OVER 3,000 STILL IN ORISSA CAMPS: UNWILLING TO BECOME HINDUS

Prafulla Das

 

Months have passed since Hindu fundamentalists launched their attack on poor Christians of Orissa forcing them  to abandon their less than modest homes to seek shelter in camps. Some have returned by many cannot because  to do so they have to avow Hinduism.

 

Bhubaneswar: More than seven months after Orissa’s tribal-dominated Kandhamal district experienced  widespread anti-Christian violence, 3,100 people belonging to the minority community are still living in  relief camps being run by the administration.    About 25,000 people took shelter in 19 relief camps when communal violence was at its peak in the district in  the aftermath of the killing of Vishwa Hindu Parishad leader Lakshmanananda Saraswati and four others on  August 23 last.   

 

The number of people living in the camps has decreased slowly but the 3,100 people in six camps are not willing  to leave as they are being told by the communal forces that they can return to their homes only as Hindus.    The camps are at Raikia, Tikabali, K. Naugaon, Mandasar, Mandakia and Tiangia, according to Kandhamal  District Collector Krishan Kumar. “We are not forcing anyone to return to their villages.
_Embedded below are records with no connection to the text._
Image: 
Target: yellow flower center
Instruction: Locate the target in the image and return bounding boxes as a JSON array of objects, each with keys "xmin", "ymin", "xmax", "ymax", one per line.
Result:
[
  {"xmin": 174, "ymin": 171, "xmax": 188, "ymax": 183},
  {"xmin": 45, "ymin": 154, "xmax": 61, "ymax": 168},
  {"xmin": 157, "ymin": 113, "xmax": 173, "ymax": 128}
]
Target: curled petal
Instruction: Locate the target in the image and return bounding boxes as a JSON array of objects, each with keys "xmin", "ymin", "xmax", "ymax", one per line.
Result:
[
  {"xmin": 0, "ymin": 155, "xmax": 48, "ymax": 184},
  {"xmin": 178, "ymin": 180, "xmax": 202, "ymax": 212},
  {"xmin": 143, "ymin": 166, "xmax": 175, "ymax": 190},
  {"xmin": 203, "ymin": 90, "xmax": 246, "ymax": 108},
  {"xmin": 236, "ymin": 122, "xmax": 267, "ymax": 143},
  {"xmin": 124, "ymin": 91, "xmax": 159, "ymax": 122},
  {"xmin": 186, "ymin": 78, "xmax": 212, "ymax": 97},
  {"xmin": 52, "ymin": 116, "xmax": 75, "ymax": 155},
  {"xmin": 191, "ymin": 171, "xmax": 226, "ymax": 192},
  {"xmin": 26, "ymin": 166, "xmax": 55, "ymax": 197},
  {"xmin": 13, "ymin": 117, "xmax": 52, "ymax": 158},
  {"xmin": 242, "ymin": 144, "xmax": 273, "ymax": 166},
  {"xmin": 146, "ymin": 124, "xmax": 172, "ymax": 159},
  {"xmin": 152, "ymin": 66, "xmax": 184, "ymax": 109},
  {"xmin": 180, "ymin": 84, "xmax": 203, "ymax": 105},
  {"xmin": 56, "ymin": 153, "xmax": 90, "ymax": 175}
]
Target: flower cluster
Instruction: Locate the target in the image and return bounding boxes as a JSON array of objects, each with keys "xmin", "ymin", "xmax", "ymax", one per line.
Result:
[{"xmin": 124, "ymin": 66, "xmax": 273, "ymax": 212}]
People are returning to  their homes following the process of peace building and reconciliation,” Mr. Kumar told The Hindu over phone  on Saturday.   

 

Apart from the State police, 19 companies of the Central Reserve Police Force are on duty to maintain law and  order in the district. The district administration has sought additional forces for the smooth conduct of the Lok  Sabha and Assembly elections to be held simultaneously next month.   

 

“We are hopeful that the district will witness a free and fair poll,” Mr. Kumar said. Meanwhile, an independent  fact-finding team, comprising prominent social activists, has urged the State government to keep the relief  camps open till normality was restored in the affected villages.   

 

Observing that the victims should be able to return to their homes with dignity, peace and security, the former  Special Rapporteur to the National Human Rights Commission and one of the members of the team, K.R.  Venugopal, has written to the State government that “there can never be any dignity if people practising a  particular religion – here Christianity – are told that they can return to their homes only as Hindus.”   

 

“Such threats are unconstitutional and the State has a duty to intervene proactively to put a stop to that and  guarantee peaceful residence to the citizens with a right to their religious conviction,” Mr. Venugopal said in a  letter to G.V. Venugopala Sarma, Secretary in the State government’s Revenue and Disaster Management  Department.